Technical information
- Licensing authority: FCC
- Facility ID: 48310
- Class: B
- Power: 5,000 watts day 900 watts night
- Transmitter coordinates: 40°19′34.00″N 75°9′40.00″W﻿ / ﻿40.3261111°N 75.1611111°W

Links
- Public license information: Public file; LMS;
- Website: holyspiritradio.org

= WISP (AM) =

WISP (1570 AM) is a radio station broadcasting a religious format. Licensed to Doylestown, Pennsylvania, United States. The station is currently owned by Holy Spirit Radio Foundation, Inc.

==History==
The station went on the air in 1948. WBUX went through multiple formats throughout many years. First as a country format in the 1960s, and later to MOR in 1970, Top 40 in 1975, and back to MOR a short time later.

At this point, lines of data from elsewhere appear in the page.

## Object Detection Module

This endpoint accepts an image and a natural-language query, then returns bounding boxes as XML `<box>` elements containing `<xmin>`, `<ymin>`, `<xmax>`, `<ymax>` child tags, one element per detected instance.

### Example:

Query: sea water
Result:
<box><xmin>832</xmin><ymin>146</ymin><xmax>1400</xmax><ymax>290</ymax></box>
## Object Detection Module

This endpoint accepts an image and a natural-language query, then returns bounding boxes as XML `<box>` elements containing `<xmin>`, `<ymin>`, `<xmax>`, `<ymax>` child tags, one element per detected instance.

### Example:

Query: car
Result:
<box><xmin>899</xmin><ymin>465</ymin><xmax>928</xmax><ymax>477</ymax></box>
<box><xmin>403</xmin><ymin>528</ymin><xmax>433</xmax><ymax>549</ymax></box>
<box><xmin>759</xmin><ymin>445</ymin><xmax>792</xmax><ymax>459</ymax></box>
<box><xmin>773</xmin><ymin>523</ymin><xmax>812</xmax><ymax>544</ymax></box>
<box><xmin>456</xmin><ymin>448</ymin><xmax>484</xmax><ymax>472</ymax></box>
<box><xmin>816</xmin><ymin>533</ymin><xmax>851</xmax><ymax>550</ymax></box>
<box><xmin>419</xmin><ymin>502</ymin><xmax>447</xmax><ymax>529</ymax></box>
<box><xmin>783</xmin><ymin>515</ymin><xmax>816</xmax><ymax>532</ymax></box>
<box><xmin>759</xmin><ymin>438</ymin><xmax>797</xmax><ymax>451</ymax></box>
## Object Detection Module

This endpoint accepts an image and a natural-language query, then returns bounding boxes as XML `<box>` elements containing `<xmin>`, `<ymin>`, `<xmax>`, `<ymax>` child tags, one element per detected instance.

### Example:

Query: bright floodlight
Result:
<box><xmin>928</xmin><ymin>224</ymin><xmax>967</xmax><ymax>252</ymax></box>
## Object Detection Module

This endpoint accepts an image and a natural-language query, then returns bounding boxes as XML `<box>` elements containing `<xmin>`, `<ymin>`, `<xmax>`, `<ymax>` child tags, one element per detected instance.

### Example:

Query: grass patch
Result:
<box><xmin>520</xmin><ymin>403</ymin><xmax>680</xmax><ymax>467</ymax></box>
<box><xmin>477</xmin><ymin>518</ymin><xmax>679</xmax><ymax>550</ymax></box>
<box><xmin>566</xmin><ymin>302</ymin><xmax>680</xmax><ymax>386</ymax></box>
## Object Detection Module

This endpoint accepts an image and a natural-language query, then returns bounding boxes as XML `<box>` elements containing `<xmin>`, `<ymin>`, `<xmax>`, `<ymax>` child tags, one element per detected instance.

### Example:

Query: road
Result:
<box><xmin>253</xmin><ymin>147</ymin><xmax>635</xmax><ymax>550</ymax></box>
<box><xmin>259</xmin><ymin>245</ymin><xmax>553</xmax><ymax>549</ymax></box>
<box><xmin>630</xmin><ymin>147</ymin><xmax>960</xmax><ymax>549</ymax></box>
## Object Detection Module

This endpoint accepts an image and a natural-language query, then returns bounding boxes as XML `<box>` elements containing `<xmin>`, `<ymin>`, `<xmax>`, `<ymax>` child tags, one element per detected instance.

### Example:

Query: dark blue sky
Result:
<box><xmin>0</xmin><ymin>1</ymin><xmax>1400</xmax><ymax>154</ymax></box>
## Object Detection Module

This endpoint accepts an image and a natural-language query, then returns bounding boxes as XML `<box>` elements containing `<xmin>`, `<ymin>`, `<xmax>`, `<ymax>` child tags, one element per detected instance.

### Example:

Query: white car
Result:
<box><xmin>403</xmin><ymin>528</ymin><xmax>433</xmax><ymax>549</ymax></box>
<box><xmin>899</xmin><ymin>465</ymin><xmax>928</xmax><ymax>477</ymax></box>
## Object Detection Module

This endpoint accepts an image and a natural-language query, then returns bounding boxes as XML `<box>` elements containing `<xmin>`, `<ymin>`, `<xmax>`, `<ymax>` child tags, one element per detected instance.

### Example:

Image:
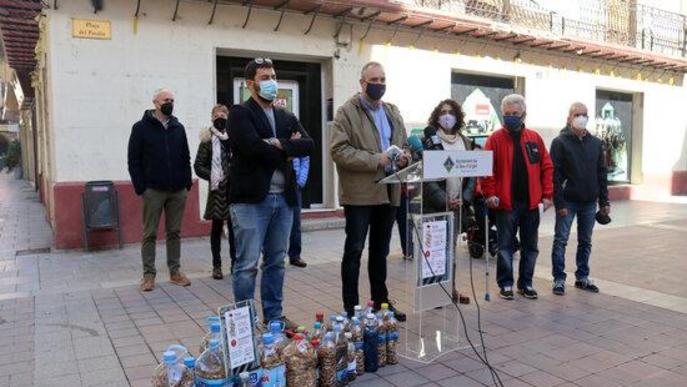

In 1988, the station dropped its MOR format for an Adult Standards format, but would later flip to News/Talk a year later. It remained as a talk station until flipping to a 1970s music format in 1994. Three years later in 1997, the format changed to an oldies format. A couple of years later, the station went back to news/talk before changing its callsign to WISP in 1999 and flipping to its current christian format.